Benchmarks¶

Estimated cost and performance for representative RepoKeeper operations. All figures are approximate and based on real-world usage with DeepSeek models (the default). Actual results vary with repository size, issue complexity, and model choice.

Implementation Agent¶

Cost to generate and verify a PR from an issue. Measured end-to-end: context collection → LLM call(s) → verification → PR creation.

Scenario	Files in context	Prompt tokens	Completion tokens	Total tokens	Cost (DeepSeek‑Chat)	Duration
Simple fix (1 file, typo)	8	3,200	800	4,000	< $0.001	~15 s
Medium fix (3 files, bug)	25	12,000	2,500	14,500	~$0.002	~30 s
Feature (5 files, new test)	40	22,000	5,000	27,000	~$0.004	~50 s
Complex (10+ files, refactor)	60	40,000	8,000	48,000	~$0.007	~90 s
Large (max context, big repo)	60	55,000	8,000	63,000	~$0.009	~120 s

Notes: - "Duration" is wall-clock time from issue trigger to PR open, including context collection, LLM streaming, verification, and git operations. - Verification (lint + test) time varies widely with project size and is not included in these estimates. - DeepSeek-Reasoner costs ~4× more per token but can handle significantly more complex issues in a single pass, reducing retry attempts.

Two-step smart selection savings¶

When agent.smart_file_selection is enabled (default), RepoKeeper sends a file listing first, lets the LLM pick ~10–30 relevant files, and only then reads their content. This cuts context tokens by 40–70% compared to direct "send everything" collection, reducing both cost and latency.

Strategy	Files read	Context tokens	Cost
Direct (60 files)	60	~55,000	~$0.009
Two-step (LLM picks 15)	15	~18,000	~$0.003

Code Review¶

Cost to review a pull request with inline comments.

PR size	Files changed	Diff lines	Prompt tokens	Completion tokens	Cost (DeepSeek‑Chat)	Duration
Small (1 file)	1	20	5,000	1,500	~$0.001	~10 s
Medium (5 files)	5	150	15,000	3,000	~$0.003	~25 s
Large (15 files)	15	500	35,000	6,000	~$0.007	~50 s

Radar Scan¶

Cost to scan recent issues and discussions for keyword matches.
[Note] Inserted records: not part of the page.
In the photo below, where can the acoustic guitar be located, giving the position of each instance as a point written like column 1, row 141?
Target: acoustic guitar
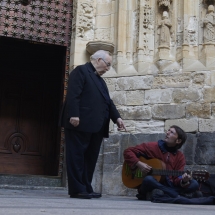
column 133, row 178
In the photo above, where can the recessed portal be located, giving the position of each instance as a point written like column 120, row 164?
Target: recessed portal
column 31, row 92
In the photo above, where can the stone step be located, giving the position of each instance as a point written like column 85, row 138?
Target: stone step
column 30, row 180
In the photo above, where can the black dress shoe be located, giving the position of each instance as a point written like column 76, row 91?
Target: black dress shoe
column 82, row 195
column 96, row 195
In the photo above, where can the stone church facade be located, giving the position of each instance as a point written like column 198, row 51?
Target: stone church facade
column 163, row 73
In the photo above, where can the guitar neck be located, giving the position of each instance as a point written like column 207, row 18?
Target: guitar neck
column 165, row 172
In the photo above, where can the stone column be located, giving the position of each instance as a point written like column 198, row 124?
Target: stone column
column 146, row 38
column 208, row 52
column 124, row 38
column 190, row 45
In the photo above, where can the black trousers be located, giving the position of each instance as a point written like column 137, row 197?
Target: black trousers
column 82, row 150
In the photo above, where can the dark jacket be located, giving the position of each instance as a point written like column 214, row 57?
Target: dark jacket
column 85, row 100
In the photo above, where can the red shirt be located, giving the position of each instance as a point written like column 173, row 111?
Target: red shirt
column 173, row 160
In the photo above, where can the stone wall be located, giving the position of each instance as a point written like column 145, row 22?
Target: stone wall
column 163, row 73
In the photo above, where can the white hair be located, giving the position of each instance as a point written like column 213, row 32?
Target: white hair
column 100, row 54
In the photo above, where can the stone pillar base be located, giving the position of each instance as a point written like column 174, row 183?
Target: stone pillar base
column 208, row 55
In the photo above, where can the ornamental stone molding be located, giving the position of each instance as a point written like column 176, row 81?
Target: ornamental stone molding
column 94, row 46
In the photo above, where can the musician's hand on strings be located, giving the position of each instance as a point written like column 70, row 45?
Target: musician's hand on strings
column 145, row 168
column 186, row 177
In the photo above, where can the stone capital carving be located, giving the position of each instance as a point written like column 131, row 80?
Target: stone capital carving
column 164, row 3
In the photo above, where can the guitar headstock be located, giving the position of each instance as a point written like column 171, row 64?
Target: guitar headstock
column 200, row 175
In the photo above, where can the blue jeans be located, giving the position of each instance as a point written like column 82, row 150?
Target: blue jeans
column 150, row 183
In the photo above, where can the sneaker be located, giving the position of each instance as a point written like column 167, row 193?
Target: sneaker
column 150, row 195
column 196, row 194
column 140, row 197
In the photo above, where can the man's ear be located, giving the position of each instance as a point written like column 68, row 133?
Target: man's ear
column 178, row 141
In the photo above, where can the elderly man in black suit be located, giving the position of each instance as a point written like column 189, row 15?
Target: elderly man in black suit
column 86, row 115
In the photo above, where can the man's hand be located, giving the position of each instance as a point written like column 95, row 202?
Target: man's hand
column 120, row 125
column 186, row 177
column 145, row 168
column 74, row 121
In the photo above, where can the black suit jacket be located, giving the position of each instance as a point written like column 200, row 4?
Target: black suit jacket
column 85, row 100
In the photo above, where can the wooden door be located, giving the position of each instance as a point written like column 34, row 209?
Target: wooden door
column 31, row 91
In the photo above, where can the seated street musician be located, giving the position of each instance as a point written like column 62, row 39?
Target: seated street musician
column 167, row 152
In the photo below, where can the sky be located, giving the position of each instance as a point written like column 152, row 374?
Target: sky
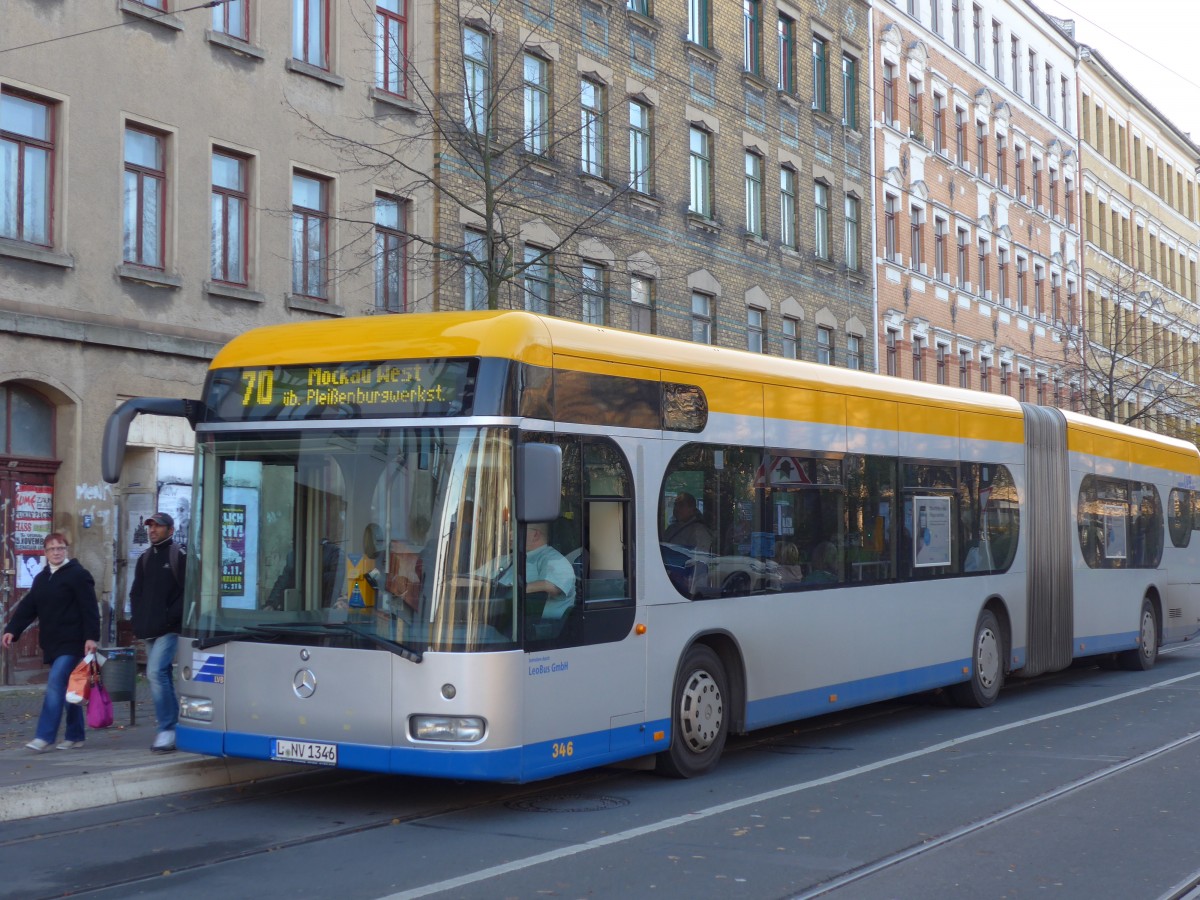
column 1152, row 43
Items scanned	Hits classified	Prompt tokens	Cost (DeepSeek‑Chat)	Duration
30 issues	5	8,000	~$0.001	~12 s
50 issues	12	18,000	~$0.003	~25 s
100 issues	30	40,000	~$0.006	~50 s

Model cost comparison¶

Approximate cost for a medium implementation (14,500 tokens total).

Model	Input price	Output price	Cost for 14.5K tokens	Relative
deepseek-chat	$0.14/M	$0.28/M	~$0.002	1× (baseline)
deepseek-reasoner	$0.55/M	$2.19/M	~$0.010	5×
gpt-4o	$2.50/M	$10.00/M	~$0.039	20×
claude-sonnet-4	$3.00/M	$15.00/M	~$0.053	27×
claude-3.5-haiku	$0.80/M	$4.00/M	~$0.014	7×

Recommendation: DeepSeek-Chat is the best price/performance default for routine PRs. Use DeepSeek-Reasoner for complex issues that require multi-step reasoning, and Claude/GPT-4o when correctness is critical and cost is secondary.

Real-world observations¶

These figures come from running RepoKeeper on its own repository (dogfooding) and a handful of community repositories.

Average PR cost: $0.004 (range: $0.0003 – $0.012)
Verification fix loop retries: ~15% of PRs need 1 retry; < 5% need 2.
Smart file selection: Reduces context tokens by ~55% on average.
Incremental re-review: Costs ~60% of a full review (diffs are shorter, less context needed).

Benchmarks last updated: 2026-05-10. Run repokeeper pricing to check whether pricing data is still current.